SP: Blogueira Cidadã X Criminalidade



Há muitos anos a cidadã que edita e escreve este blog mantém entreveros com resto de família que, por meio de artifícios e outras manobras, a impede de dispor livremente de casa legada por seus pais.


Além de não poder vender, desde o ano passado, quando resolveu alugar sua casa, a cidadã curiosamente passou a ter problemas também com a locação e com inquilinos. 


Inclusive recentemente, como muitos dos leitores puderam acompanhar. Depois de meses de convívio educado e pacífico, como já era esperado por esta cidadã, o jovem casal de inquilinos, do nada, passou a promover ofensas e agressões.


Desde abril último, do dia para a noite, virei uma espécie de "Satã": além de tentativas de agressão física e ameaças de morte, ouvi do casalzinho as maiores baixarias, as torpezas mais imundas.
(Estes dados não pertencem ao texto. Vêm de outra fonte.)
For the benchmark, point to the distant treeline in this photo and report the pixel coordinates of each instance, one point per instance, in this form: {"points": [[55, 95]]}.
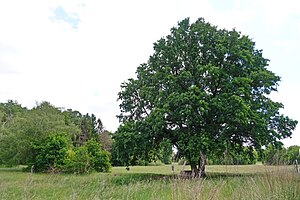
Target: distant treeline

Minha vida pessoal e profissional, inclusive de anos atrás, que eles nunca conheceram (eram crianças, adolescentes, viviam em outros bairros), passou a ser emporcalhada de todas as formas durante sucessivos e infindáveis ataques de assédio moral que sofri.


Como eu não mudei, continuava minha vida pacata, silenciosa, lendo, escrevendo, estudando, cuidando dos meus cachorros e do crescimento interno, e já esperava mais canalhices, percebi claramente o momento em que mudaram de comportamento. Aliás, eu os avisara meses antes de que isso poderia acontecer.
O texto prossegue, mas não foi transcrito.